Wie sollen die bloß alle satt werden? Und womit? Das sind die zentralen, bereits im Titel enthaltenen Fragen dieses Films. Er stammt vom Dokumentarfilmregisseur Valentin Thurn, der glücklicherweise in Personalunion auch
gleich noch Ernährungsaktivist und Bestsellerautor ist.
Thurn hat einen Hang zur Dramatisierung und anschaulichen Vereinfachung, was seinem Film zweifellos zugute kommt. So schlendert er zum Beispiel schon relativ früh in diesem Film über einen asiatischen Markt – und schiebt sich genüsslich eine große frittierte Heuschrecke in den Mund: O-Ton: »Jede Kultur hat ihre eigenen Speisen hervorgebracht. Heuschrecken, Grillen und Maden sind nicht jedermanns Sache. Aber vielleicht werden wir bald schon nicht mehr wählerisch sein können.«
Das klingt schon apokalyptisch, aber die kleinen Krabbler seien schließlich gesund und nahrhaft, macht der Regisseur deutlich, Heuschrecken hätten schließlich viel Protein, und überhaupt seien leckere Insekten eines von vielen politisch korrekten Ernährungsmodellen der mittelfristigen Zukunft.

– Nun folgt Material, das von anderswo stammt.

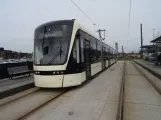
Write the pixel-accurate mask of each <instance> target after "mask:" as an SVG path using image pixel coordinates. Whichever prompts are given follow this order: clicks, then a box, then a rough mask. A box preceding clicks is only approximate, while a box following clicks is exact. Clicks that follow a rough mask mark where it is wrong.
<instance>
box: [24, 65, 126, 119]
mask: <svg viewBox="0 0 161 120" xmlns="http://www.w3.org/2000/svg"><path fill="white" fill-rule="evenodd" d="M122 66H123V63H122V62H118V63H116V64H115V65H113V66H111V68H109V69H107V70H106V71H104V72H103V73H101V74H100V75H99V76H97V77H96V78H94V79H93V80H91V81H90V82H89V83H86V84H83V85H82V86H80V87H78V88H76V89H74V90H72V91H70V92H69V93H66V94H64V95H62V96H61V97H60V98H59V99H60V101H59V102H58V100H56V101H52V102H51V103H50V104H48V105H47V106H45V108H42V109H41V110H40V112H39V111H38V112H36V113H34V114H32V115H31V116H30V117H28V118H27V120H34V119H39V120H104V119H106V120H115V119H116V114H117V107H118V98H119V96H117V95H119V94H118V93H119V91H120V87H119V86H120V85H119V84H120V83H121V79H122ZM111 93H112V94H116V95H112V94H111ZM56 102H57V103H56ZM54 103H55V104H56V105H55V107H51V105H52V104H54ZM43 111H44V112H43ZM42 114H43V116H42ZM40 116H41V117H40Z"/></svg>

Aber keine Sorge, dieser Film ist kein persönlicher Weltuntergangserlebnistrip, in dem sich der Regisseur im Stil von Michael Moore fortwährend selbst in Szene setzt.
Stattdessen geht es dem Regisseur mit einer gehörigen, aber nicht unangenehmen Portion Sendungsbewußtsein um die Frage des Titels: Wie sollen bei steigender Bevölkerung alle noch satt werden, und was hat das für Folgen? Für unsere Ernährungsgewohnheiten? Und für die Umwelt?
Valentin Thurn reist dazu durch die ganze Welt der globalisierten Nahrungsmittelindustrie. In einer Art Stationendrama geht es vom Bio-Landgut bei München zu einem indischen Geflügelzüchter, der seine Masthühner in Deutschland gekauft hat, von einem Großgrundbesitzer in Mosambik, der wie ein mittelalterlicher Sklavenhalter wirkt, in ein japanisches Labor in dem Salatsorten perfektioniert werden.
Eine schöne neue, also schreckliche Welt.
Aber so oder so werde die Ernährungskrise kommen. Thurn sucht verschiedene Experten auf, und lässt dabei durchaus diverse, widersprüchliche Sichtweisen zu Wort kommen. Zugleich gelingt des ihm, die Komplexität der diversen Aspekte seines Themas wiederum zu bündeln.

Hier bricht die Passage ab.